1974 World Lacrosse Championship

Tournament details
- Host country: Australia
- Venue(s): Olympic Park Stadium, Melbourne
- Dates: 30 June - 4 July
- Teams: 4

Final positions
- Champions: United States (2nd title)

Tournament statistics
- Games played: 6

Awards
- MVP: Jack Thomas

= 1974 World Lacrosse Championship =

The 1974 World Lacrosse Championship was an international lacrosse tournament played at Olympic Park Stadium in Melbourne, Australia, from 30 June to 4 July 1974. It was the second World Lacrosse Championship with the first being played seven years prior.

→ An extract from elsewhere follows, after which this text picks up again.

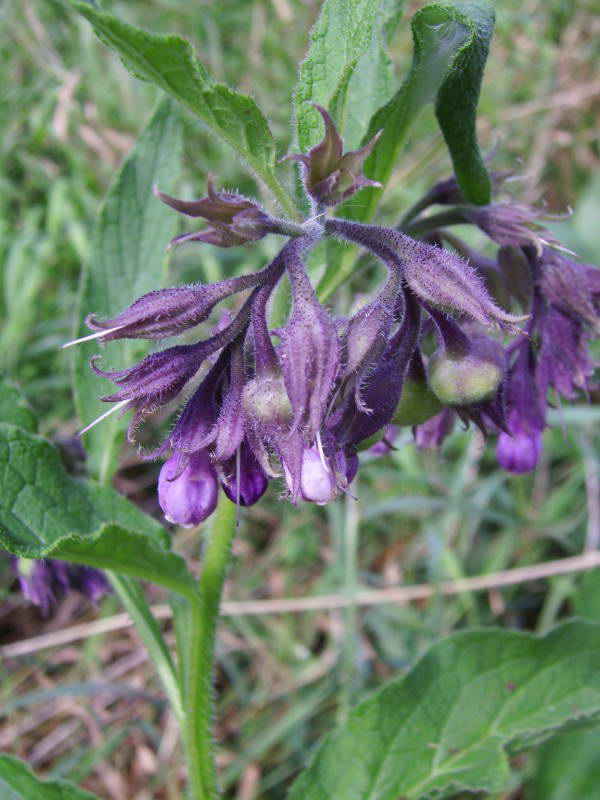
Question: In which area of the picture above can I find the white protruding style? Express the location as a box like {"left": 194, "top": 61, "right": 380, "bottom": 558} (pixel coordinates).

Four teams played in the 1974 championships with the United States taking out the round robin tournament defeating the other three teams that was competing in the tournament.

==Results==

| Team 1 | Score | Team 2 |
|---|---|---|
| Canada | 18–14 | Australia |
| United States | 24–10 | England |
| United States | 26–15 | Canada |
| Australia | 15–3 | England |
| United States | 20–14 | Australia |
| England | 19–11 | Canada |

==Final standings==

| Pos | Team | Pld | W | L | GF | GA | GD | Pts |
|---|---|---|---|---|---|---|---|---|
| 1st place, gold medalist(s) | United States | 3 | 3 | 0 | 70 | 39 | +31 | 6 |
| =2 | Australia | 3 | 1 | 2 | 43 | 41 | +2 | 2 |
| =2 | Canada | 3 | 1 | 2 | 44 | 59 | −15 | 2 |
| =2 | England | 3 | 1 | 2 | 32 | 50 | −18 | 2 |

==Awards==
The International Lacrosse Federation awarded the Ray Kinderman Trophy to the Best and Fairest Player at the conclusion of the championship.